You are viewing a plain text version of this content. The canonical link for it is here.

Posted to user@hbase.apache.org by Jérôme Verstrynge <jv...@gmail.com> on 2011/01/17 20:47:46 UTC

Newbie question about application development

Hi,

Trying to understand HBase/Hadoop here. Let's imagine I write some 
MapReduce Java code in my application. Let's imagine I deploy my 
application on 1 node of a ring of 20. Let's imagine the data is 
distributed on the 20 nodes.

Do I need to distribute my JAR on the 20 to run the MapReduce Java code? 
Or can I launch this code from my node and HBase/Hadoop will distribute 
it automatically to other nodes for local processing? How does the magic 
happen?

Thanks,

JVerstry

Re: Newbie question about application development

Posted by Chris Tarnas <cf...@email.com>.
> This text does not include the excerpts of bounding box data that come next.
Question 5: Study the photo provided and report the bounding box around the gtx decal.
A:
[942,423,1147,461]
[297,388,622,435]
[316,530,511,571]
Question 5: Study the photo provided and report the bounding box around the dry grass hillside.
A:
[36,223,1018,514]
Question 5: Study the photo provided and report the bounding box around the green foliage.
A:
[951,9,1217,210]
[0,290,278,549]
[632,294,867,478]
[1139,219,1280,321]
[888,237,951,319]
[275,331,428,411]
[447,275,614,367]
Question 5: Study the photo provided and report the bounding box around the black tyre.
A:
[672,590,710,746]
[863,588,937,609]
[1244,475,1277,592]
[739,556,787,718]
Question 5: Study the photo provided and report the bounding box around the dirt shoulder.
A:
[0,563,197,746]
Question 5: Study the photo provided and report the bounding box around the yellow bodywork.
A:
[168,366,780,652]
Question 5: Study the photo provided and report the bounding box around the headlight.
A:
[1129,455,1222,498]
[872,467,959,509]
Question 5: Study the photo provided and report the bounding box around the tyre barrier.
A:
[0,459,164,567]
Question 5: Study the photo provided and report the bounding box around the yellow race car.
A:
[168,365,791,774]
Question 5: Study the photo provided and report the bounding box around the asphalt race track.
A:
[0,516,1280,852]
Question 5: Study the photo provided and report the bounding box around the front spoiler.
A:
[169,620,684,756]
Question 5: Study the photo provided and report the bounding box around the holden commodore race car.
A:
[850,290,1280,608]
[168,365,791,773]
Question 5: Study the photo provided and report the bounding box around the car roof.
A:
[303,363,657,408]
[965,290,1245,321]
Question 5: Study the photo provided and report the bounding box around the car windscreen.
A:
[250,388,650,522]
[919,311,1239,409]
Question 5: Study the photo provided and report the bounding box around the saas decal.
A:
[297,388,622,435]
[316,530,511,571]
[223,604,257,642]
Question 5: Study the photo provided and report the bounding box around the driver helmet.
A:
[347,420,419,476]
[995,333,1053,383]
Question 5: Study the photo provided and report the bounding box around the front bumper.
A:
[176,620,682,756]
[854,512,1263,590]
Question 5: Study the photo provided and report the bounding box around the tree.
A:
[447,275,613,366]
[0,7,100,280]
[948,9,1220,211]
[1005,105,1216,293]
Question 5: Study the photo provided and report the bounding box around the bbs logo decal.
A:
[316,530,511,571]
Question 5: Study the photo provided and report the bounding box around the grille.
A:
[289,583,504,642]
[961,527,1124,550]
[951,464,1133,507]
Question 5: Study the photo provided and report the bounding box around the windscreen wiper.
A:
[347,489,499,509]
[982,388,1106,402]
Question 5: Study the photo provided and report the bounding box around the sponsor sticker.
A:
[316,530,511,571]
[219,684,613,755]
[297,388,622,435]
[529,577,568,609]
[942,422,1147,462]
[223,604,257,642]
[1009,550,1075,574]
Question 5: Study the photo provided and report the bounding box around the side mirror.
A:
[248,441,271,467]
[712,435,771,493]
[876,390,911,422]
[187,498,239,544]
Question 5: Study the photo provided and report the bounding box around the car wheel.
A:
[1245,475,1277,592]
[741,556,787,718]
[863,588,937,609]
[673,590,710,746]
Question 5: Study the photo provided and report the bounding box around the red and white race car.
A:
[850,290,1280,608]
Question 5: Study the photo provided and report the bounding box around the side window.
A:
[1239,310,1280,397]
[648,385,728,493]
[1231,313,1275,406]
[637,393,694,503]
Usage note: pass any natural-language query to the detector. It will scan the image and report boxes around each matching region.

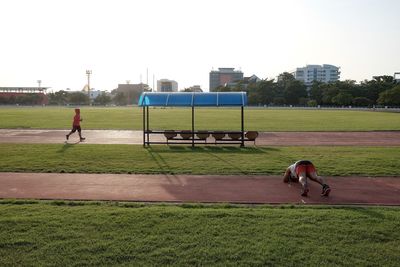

When you submit a job via hadoop you include the jar with the submission. Hadoop takes care of the distribution of the jar to each of the nodes and the cleanup when all processing is done. You can also include other needed files and archives with the job as well. You would use the 'hadoop' command for this:

http://hadoop.apache.org/common/docs/r0.20.2/commands_manual.html

-chris

On Jan 17, 2011, at 11:47 AM, Jérôme Verstrynge wrote:

> Hi,
> 
> Trying to understand HBase/Hadoop here. Let's imagine I write some MapReduce Java code in my application. Let's imagine I deploy my application on 1 node of a ring of 20. Let's imagine the data is distributed on the 20 nodes.
> 
> Do I need to distribute my JAR on the 20 to run the MapReduce Java code? Or can I launch this code from my node and HBase/Hadoop will distribute it automatically to other nodes for local processing? How does the magic happen?
> 
> Thanks,
> 
> JVerstry
>